Eignung der erarbeiteten Analysenmethode (HPLC/MS/MS) für den

Metamizol beziehungsweise 4-MAA wurde im Institut für Biochemie der Deutschen Sporthochschule Köln in Plasma und Urin bislang gaschromatographisch mit nachfolgender Massenspektrometrie qualitativ analysiert (SCHÄNZER, persönliche Mitteilung). Die dafür zuvor verwendete Aufarbeitungsmethode, einschließlich einer basischen Extraktion der Substanz, wurde für das HPLC/MS/MS-Verfahren modifiziert. Die aufzuarbeitende Plasma- und Urin-Menge wurde verringert; die Aufnahme der eingeengten Etherphase erfolgte anstatt in Methanol in einem Ammonium-Acetat-Puffergemisch, welches dem HPLC-Anfangsfließmittel entspricht. Die bisher verwendete Analysenmethode erwies sich als unzureichend empfindlich und lieferte zudem unbefriedigende Peakformen im Chromatogramm, die eine ungenaue Integration bedingten. Entsprechend erfolgte keine Quantifizierung des 4-MAA. Die Einführung einer HPLC-Methode zur Analyse von 4-MAA war darin begründet, die Empfindlichkeit des Analyseverfahrens zu verbessern. Zudem sollte eine schärfere Darstellung der Peakform und eine bessere Detektion die Quantifizierung

ermöglichen. In dem bestehenden Routineverfahren des Institutes für Biochemie der Sporthochschule Köln wurde Ether als organisches Extraktionsmittel für 4-MAA aus Pferdeplasma und –urin verwendet. Ether eignet sich besonders gut zur Extraktion basischer Verbindungen, wie sie das Metamizol bzw. 4-MAA darstellt. Mit dem Ether werden aber auch Substanzen aus den biologischen Matrices gelöst, die die Analytik stören. Um dem entgegenzuwirken, wird der pH-Wert vor der Extraktion stark basisch (pH 14) eingestellt, dass saure und neutrale Verbindungen in der entsprechenden Matrix zurückbleiben und nicht in die Etherphase übergehen.
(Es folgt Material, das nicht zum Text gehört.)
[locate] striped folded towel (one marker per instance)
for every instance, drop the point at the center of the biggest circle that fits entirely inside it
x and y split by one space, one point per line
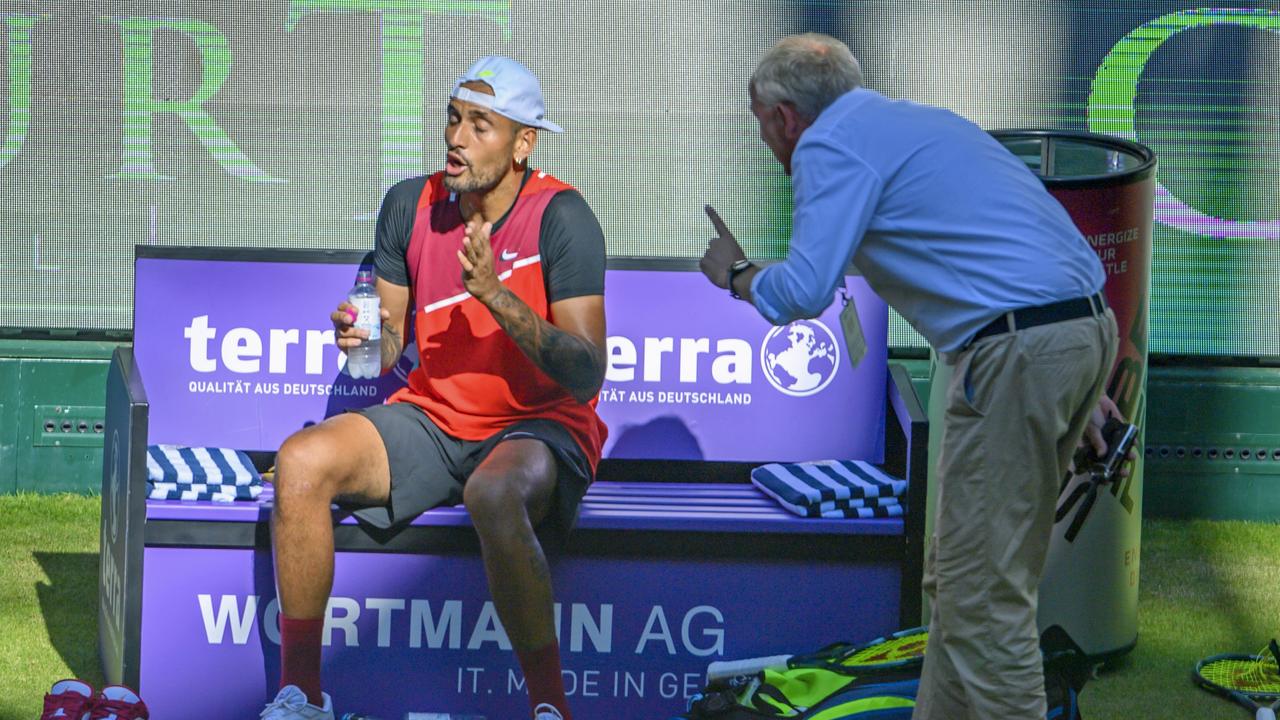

Im Vorversuch wurde zusätzlich überprüft, ob 4-MAA im Pferdeurin in konjugierter (glucuronidierter, sulfatierter) Form vorliegt. Dazu wurden auf Routineverfahren des Institutes für Biochemie der Sporthochschule Köln basierende Methoden zur Hydrolyse verwendet. Die Hydrolyse von 4-MAA enthaltenden Pferdeurin mit ß-Glucuronidase von Escherichia coli, ß-Glucuronidase/Arylsulfatase und Cystein vor der eigentlichen Aufarbeitung erbrachte keine Verbesserung der Extraktionsausbeute im Vergleich zur Aufarbeitung der Urinproben ohne Hydrolyse. Auch sind der Literatur (POPOT et al. 2000) bezüglich der Ausscheidungsform des 4-MAA mit dem Pferdeurin keinerlei Angaben zu entnehmen. Es ist somit anzunehmen, dass 4-MAA beim Pferd in freier Form mit dem Urin ausgeschieden wird.

In Anlehnung an die Vorgaben der EHSLC (2002) wurde die Analysenmethode durch Validierung auf Eignung zum Nachweis von 4-MAA in Plasma und Urin des Pferdes geprüft.

Dabei wird durch die Spezifität der Methode sichergestellt, dass sowohl das 4-MAA als auch der interne Standard (DMAP) ohne Verfälschung von Serum- bzw. Urininhaltsstoffen (Störpeaks) darzustellen sind. Die Selektivität bestätigt, dass bei der Methode eine ausreichende Trennung ohne gegenseitige Störung beider Substanzen auch aufgrund unterschiedlicher Retentionszeiten gewährleistet ist. Die Proportionalität zwischen den Messergebnissen und den theoretisch zu erwartenden Konzentrationen wurde im Plasma im Bereich von 0,25 bis 10 µg/ml und von 10 bis 250 µg/ml bzw. im Urin im Bereich von 0,5 bis 100 µg/ml und 100 bis 8000 µg/ml geprüft und bestätigt. Dabei folgen die Kalibrationsgleichungen aller Messungen einer quadratischen Gleichung. Das Bestimmtheitsmaß (R²) der quadratischen Regression erreicht bei allen Messungen im Plasma einen Wert von R² > 0,994, bzw. im Urin einen Wert von R² > 0,995, so dass die Methode als geeignet einzustufen ist. Die Richtigkeit (relativer Fehler) der Methode, repräsentiert durch die relative Abweichung [RE (%)] der Mittelwerte der gemessenen Konzentrationen eines Tages von den theoretisch zu erwartenden, wurde an drei Messtagen überprüft und bewiesen.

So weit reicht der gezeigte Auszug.